I have just checked the British Standard on this - BSI 4862 if anyone is interested and it clearly states that "this weekend" can only be used in relation to a saturday starting within 72 hours of the current time. A weekend that follows between 168 hrs and 71 hrs 59 mins of the current time must be classed next weekend.


----------



## Lisa. (May 7, 2002)

Is that true??

Anyway it IS the weekend and its raining.......bugger.


----------



## gg (Oct 29, 2002)

Of course it is true Lisa ... do you think I would make it up on such an important subject :


----------



## Lisa. (May 7, 2002)

hmmm........ silly me :

I believed you too!


----------



## phil (May 7, 2002)

Are you lot still going on about this?


----------



## jampott (Sep 6, 2003)

It'll all blow over by next weekend....


----------



## phil (May 7, 2002)

> It'll all blow over by next weekend....

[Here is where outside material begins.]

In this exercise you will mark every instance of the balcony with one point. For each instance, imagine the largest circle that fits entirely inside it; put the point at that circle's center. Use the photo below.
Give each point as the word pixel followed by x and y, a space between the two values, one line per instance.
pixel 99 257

Don't you mean this weekend coming? Or the one before next?


----------



## mike_bailey (May 7, 2002)

This thread could go on right up until this year.


----------



## tt500 (Nov 29, 2002)

This year coming or next.... ???

Is that the next 12 months so until Aug 2004 or until Dec 31st 2003


----------



## christtopher (May 7, 2002)

Calendar year or financial year? :


----------